Professors Martin Kern and Brian Steininger took their HUM233 undergraduate class to visit one of the Princeton Art Museum's most precious artifacts. The scroll is an undated (most likely 7th century) copy of a fourth-century Chinese calligraphy by "the sage of Chinese calligraphy," Wang Xizhi (303-361). Only ten other copies of his works are known to exist, and not a single original. The other ten are all in collections in China, Japan, or Taiwan. You can find the scroll here: https://artmuseum.princeton.edu/collections/objects/35203.
The following week, the HUM/EAS 233 students visited the Princeton University Firestone Library - Rare Books Division to review two items in their collection. The first rare Japanese manuscript was a copy of the Greater Perfection of Wisdom Sutra (Daihannyakyō), copied in the late thirteenth century by a monk named Kaien. This kind of devotional copying was seen as an important source of karmic merit, and Kaien spent at least eight years on the project—the completed sutra would have been 600 volumes long. Princeton University holds some two dozen volumes in Kaien's hand, and others are scattered in libraries and museums across Japan.

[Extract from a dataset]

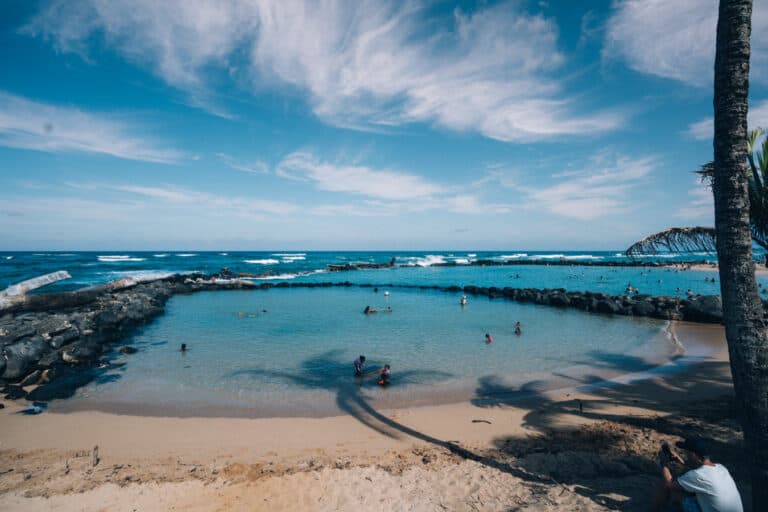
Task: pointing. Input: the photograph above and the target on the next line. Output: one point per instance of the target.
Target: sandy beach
(581, 448)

The second item was a seventeenth century manuscript of the Tales of the Heike, written on decorated paper and with numerous hand-painted illustrations. The Tales of the Heike are an epic narrative about the civil war that rocked Japan in the twelfth century, and its stories became a crucial repository of cultural memory, particularly for the warrior class. This lavish text, with extensive use of gold leaf, was perhaps a gift commissioned by a domain lord. (more information about the Heike manuscript: https://library.princeton.edu/news/general/2013-01-22/rare-east-asian-manuscript-digitized). The HUM233 class discussed how the Tales, though focused on the battlefield, incorporate a Buddhist sense of the transience of this world and the sinfulness of killing, and were linked to the need to pray for the souls of those killed in battle.